Developer value-add incentives like rebates and low deposit terms as well as APRA's changes on serviceability assessments and interest rate announcements have begun to turn Melbourne’s land and house market.
Project marketer RPM’s residential market review reveals that Melbourne and Geelong’s new housing markets are showing signs of recovery due to a boost in buyer sentiment and positive sales momentum.
The pace of decline in quarterly sales volumes slowed during the June quarter with total lot sales across Melbourne’s and Geelong’s land market falling 8.6 per cent to 1,796 lots compared to the previous quarter.
While there was a slight uptick in monthly sales volumes from April to June Median lot price declined 5.2 per cent to $310,000.
Melbourne's Western growth corridor — were there is the greatest competition among new housing estates — recorded 729 gross lot sales for the quarter, accounting for 41 per cent of total sales across all growth corridors.
However, gross lot sales have fallen 68 per cent over the last four quarters compared to the year prior.
While the share of total lot sales in the Northern growth corridor increased from 23 per cent to 27 per cent, the 477 gross lot sales for the region represented a 58 per cent fall from the same quarter last year.
The south east growth corridor recorded 404 lot sales in the June quarter—half the sales volume compared to the same quarter a year ago.
Nevertheless, the share of total gross sales across all growth corridors increased from 15 per cent to 22 per cent.
In an attempt to reboot the market Melbourne developers have been offering house-and-land incentives valued up to $45,000 as sales of in the greenfield suburbs grind to a halt and lot prices start to fall.
The incentives include tens of thousands of dollars worth of price discounts, free landscape and fencing, the payment of builder deposits, pre-loaded credit cards and even the free installation of security systems.

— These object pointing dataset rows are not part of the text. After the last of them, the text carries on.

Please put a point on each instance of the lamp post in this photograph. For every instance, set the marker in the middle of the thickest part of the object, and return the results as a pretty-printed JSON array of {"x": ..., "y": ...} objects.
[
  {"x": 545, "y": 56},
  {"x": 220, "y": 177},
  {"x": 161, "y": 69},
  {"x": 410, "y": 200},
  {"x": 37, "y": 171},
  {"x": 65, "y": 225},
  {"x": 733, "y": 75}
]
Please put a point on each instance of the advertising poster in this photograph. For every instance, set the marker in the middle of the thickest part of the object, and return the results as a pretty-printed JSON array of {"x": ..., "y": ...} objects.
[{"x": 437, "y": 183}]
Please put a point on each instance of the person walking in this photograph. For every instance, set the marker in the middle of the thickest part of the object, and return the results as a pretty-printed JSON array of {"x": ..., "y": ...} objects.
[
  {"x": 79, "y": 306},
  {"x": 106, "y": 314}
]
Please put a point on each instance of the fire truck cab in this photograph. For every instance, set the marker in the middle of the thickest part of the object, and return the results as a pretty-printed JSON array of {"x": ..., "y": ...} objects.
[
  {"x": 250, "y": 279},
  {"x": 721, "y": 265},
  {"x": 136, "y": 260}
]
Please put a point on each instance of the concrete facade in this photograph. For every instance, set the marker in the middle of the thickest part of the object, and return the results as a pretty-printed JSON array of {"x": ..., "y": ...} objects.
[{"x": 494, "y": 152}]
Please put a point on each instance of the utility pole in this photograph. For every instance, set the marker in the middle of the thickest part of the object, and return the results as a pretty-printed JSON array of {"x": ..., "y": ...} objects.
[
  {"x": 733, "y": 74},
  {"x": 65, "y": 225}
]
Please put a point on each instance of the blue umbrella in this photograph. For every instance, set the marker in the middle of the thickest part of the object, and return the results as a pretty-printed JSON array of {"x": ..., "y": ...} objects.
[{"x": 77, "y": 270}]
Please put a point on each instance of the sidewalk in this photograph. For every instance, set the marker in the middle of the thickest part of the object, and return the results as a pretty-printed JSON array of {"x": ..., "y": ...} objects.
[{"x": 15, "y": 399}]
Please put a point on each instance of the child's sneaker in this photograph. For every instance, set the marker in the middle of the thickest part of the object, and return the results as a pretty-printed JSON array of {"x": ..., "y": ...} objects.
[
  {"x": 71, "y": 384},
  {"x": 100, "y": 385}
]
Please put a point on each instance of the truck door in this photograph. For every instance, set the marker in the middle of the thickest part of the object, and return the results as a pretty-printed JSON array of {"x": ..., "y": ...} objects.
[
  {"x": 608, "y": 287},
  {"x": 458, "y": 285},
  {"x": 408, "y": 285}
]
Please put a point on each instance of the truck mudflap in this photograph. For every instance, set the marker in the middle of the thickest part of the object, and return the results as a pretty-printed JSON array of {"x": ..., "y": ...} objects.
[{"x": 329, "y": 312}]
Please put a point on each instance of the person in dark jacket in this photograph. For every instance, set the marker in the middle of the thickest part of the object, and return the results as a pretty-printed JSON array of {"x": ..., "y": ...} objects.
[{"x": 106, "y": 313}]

RPM’s head of Communities Luke Kelly said there had been a slight uptick in monthly sales volumes from April to June, indicating that Melbourne's land market had potentially bottomed out.

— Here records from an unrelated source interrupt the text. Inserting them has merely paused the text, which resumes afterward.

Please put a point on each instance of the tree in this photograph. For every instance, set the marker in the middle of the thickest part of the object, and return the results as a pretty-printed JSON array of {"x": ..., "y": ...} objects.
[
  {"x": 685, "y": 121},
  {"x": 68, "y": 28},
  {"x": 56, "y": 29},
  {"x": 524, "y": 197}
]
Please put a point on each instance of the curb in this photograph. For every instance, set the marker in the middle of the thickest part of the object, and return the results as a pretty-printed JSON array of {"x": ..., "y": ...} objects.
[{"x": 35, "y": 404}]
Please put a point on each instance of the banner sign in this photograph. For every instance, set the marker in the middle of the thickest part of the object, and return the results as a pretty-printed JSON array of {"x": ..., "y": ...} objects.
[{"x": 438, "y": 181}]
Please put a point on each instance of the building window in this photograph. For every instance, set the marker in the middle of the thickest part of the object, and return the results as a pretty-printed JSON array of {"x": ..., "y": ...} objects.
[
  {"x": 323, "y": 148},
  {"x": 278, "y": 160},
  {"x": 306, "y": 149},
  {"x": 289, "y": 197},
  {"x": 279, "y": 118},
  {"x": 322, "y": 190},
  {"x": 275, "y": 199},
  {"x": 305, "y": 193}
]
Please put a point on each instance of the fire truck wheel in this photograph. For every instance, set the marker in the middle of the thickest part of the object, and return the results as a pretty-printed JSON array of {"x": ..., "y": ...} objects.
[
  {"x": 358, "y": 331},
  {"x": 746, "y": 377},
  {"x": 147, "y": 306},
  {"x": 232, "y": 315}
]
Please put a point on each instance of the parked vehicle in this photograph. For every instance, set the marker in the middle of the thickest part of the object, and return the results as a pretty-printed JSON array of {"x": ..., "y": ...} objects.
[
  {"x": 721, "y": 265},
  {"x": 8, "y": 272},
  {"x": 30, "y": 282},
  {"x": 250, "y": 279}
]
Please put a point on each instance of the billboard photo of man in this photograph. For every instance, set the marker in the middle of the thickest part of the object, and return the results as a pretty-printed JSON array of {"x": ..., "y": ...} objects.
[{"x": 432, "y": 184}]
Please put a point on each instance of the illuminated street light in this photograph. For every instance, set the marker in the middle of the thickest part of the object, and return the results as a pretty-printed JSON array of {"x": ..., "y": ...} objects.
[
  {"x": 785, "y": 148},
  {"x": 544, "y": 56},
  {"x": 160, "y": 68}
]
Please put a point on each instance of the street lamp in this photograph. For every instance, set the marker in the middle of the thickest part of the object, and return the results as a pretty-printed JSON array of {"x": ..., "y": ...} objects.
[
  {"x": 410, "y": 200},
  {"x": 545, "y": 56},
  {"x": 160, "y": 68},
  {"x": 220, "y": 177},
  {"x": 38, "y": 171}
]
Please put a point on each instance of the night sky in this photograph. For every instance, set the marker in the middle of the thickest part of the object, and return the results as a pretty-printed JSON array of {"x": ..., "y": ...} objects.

“Competition among developers through reduced prices and continued incentives and rebates generated higher sales activity in the sub-$300,000 market,” Kelly said.
“There’s been a return of first home buyers given the decline in the median land price and increased level of buyer enquiries on the back of the June interest rate cut and news regarding APRA’s removal of the 7.25 per cent mortgage rate test.”
RPM said that while the data showed a positive change in the number of first home buyers in the lower quartile of budgets, we expect this to improve further — and as early as the September quarter — as the full effect of two interest rate cuts and APRA changes kicks in.
“We expect a gradual rather than a sharp rebound towards the back half of 2019 and into 2020,” Kelly said.
Oliver Hume chief operating officer Julian Coppini revealed that enquiries and sales at Oliver Hume projects in Melbourne had improved over recent weeks.
“This is a trend mirrored in the broader residential property market where auction clearance rates are now trending higher and prices appear to have stabilised and, in some cases, rebounding,” Coppini said.
“While prices moderated in the June quarter, other key indicators, including total volumes and time on market, are showing signs of recovery as sentiment and demand improves.”